Artinya banyak peluang baik secara sentuhan bisnis dalam perbaikan jenis kontrak, maupun sentuhan teknologi yang bisa diusahakan, sehingga bisa meningkatkan cadangan dan akhirnya meningkatkan produksi minyak dan gas bumi. Apabila semua kegiatan tersebut dilaksanakan, yaitu perbaikan sistim bisnis migas yang akan menaikan kegiatan eksplorasi, dan merangsang penggunaan teknologi tinggi dalam usaha produksi menjadi satu kesatuan dari hulu sampai hilir, maka jargon di dunia migas “Resource to Reserve to Production" (R2R2P) akan terlaksana di Indonesia.

Usaha lain yang dapat dilakukan adalah menggalakkan realisasi kegiatan eksplorasi. Saat ini terdapat 107 Wilayah Kerja eksplorasi, namun sebanyak 77 wilayah kerja di antaranya tidak mampu memenuhi komitmen pasti untuk merealisasi kegiatan seismik, ataupun merealisasi kegiatan pengeboran eksplorasi karena berbagai kendala di lapangan seperti tumpang tindih, izin lahan yang belum tuntas, masalah social dan sebagainya. (Rudi Rubiandini)

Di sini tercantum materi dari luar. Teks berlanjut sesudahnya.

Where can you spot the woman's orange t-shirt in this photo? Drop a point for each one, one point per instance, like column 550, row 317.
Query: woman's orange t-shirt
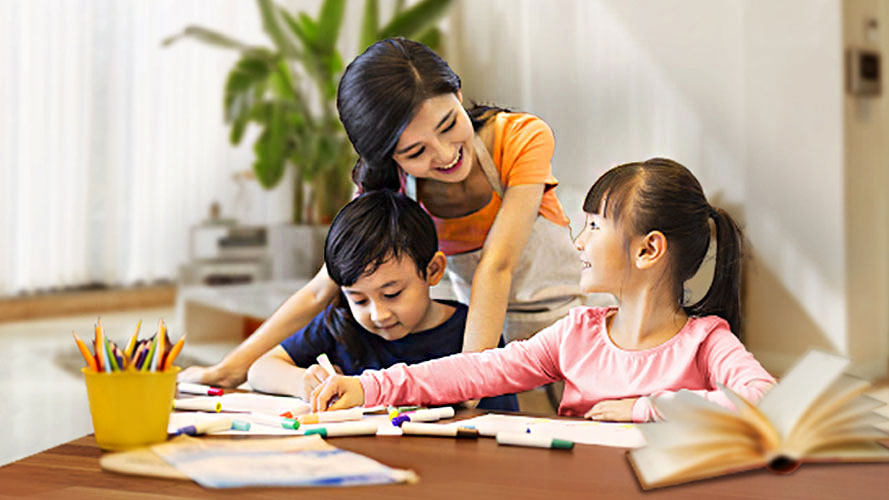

Kesiapan SDM dalam menyongsong 1 MMBOPD di taun 2014 juga tak kalah pentingnya selain persiapan teknis tersebut. SDM, dan sistem ke organisasian dari company merupakan sinergi utama dari berbagai macam skenario rencana pengembangan lapanagn-lapangan marginal dalam upaya pemenuhan target tersebut.

Corporate Branding, sesuatu hal yang tak kalah pentingnya dari semua hal tersebut.

Tengoklah saudara muda kita di negeri seberang, dulu mereka banyak belajar dari kita, mengenai sistem kontrak PSC, mengenai teknologi. Sekarang lihatlah mereka! Hampir menempel di setiap mobil F1, kapan NOC kita menempel di mobil Rio Haryanto, dan support rio habis-habisan di F1.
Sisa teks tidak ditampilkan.